Mas Burhan mengedipkan mata kanannya, genit. Dia selesai meracik saus untuk bumbu pentol lalu menghampiriku, mengusap kepalaku dan mencium keningku.

“Aku berangkat lagi, doakan jualanku habis. Kamu baik-baik di rumah, itu bumbu pentol yang barusan diantar Bi Dwi jangan diapa-apain, biar aku nanti yang mengerjakan. Kamu urusin pekerjaan rumahtangga aja,” katanya.

Refleks, tanganku salim ke Mas Burhan, aku mencium punggung tangannya, hal yang baru dua kali aku lakukan yaitu pada saat akad nikah dan sekarang. Mendadak aku merasa jadi istri salehah. Bagaimana tidak ... dulu sebelum kejadian Mas Burhan kabur, aku paling malas lihat wajahnya. Jangankan salim, sekedar memandang wajahnya pun aku gak mau saking jengkel dan kecewaku atas kelakuannya yang seenaknya, sering melupakan tanggungjawabnya pada keluarga. Tapi sekarang ... dia menjadi suami idaman.

*

Sejak Mas Burhan pulang duhur tadi, ibu mertua hanya berdiam diri di kamar. Dia tidak mau menunjukkan batang hidungnya di hadapan Mas Burhan karena merasa takut. Ibu memang selalu jaga jarak dari anaknya itu.

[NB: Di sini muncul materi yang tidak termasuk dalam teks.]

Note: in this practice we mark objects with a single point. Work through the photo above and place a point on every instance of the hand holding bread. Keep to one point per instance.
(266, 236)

“Ibu tahu betul siapa Burhan, dan dia bukan Burhan. Ibu yakin, karena ibu sendiri yang melahirkan dan membesarkan dia, jadi ibu hatam betul wataknya. Dan Burhan bukan dia!” kata ibu mertua siang tadi, sesaat sebelum Mas Burhan pulang. Dan lagi-lagi ibu mertua mengatakan hal serupa jika sedang ketakutan.

Ini sudah hampir empat jam sejak ibu mertua mengurung diri di kamarnya. Aku pun cepat menghampirinya karena teringat dia belum makan nasi sejak pingsan tadi pagi.

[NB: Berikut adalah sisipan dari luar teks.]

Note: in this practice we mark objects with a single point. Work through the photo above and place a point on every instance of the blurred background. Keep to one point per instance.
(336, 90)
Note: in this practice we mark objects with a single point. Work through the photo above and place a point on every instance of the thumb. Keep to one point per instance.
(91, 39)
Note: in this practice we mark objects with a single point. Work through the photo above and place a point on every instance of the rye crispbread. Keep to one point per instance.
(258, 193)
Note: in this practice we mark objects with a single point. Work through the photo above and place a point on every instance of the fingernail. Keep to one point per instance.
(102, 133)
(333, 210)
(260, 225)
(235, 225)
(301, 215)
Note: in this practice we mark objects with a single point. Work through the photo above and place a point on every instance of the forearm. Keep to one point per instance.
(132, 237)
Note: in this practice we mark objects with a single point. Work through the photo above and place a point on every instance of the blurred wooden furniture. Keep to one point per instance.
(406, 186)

“Bu, makan dulu ayo,” kataku sambil membuka pintu kamar.

Terlihat ibu mertua sedang rebahan di kasur sambil memainkan ponselnya. “Ibu sudah makan, tadi pas Burhan berangkat lagi dan kamu salat duhur, ibu keluar ambil nasi,” katanya sambil terus asyik scroll ponsel di layar.

“Kirain ibu gak berani keluar kamar. Ya sudah, aku simpan lagi aja nasinya,” kataku.

Baru selangkah aku memabalikkan badan hendak ke dapur, ibu mertua memanggilku. “Lita, tolong ini ibu mau checkout daster tapi kok ongkirnya mahal banget ini dari Bali,” katanya.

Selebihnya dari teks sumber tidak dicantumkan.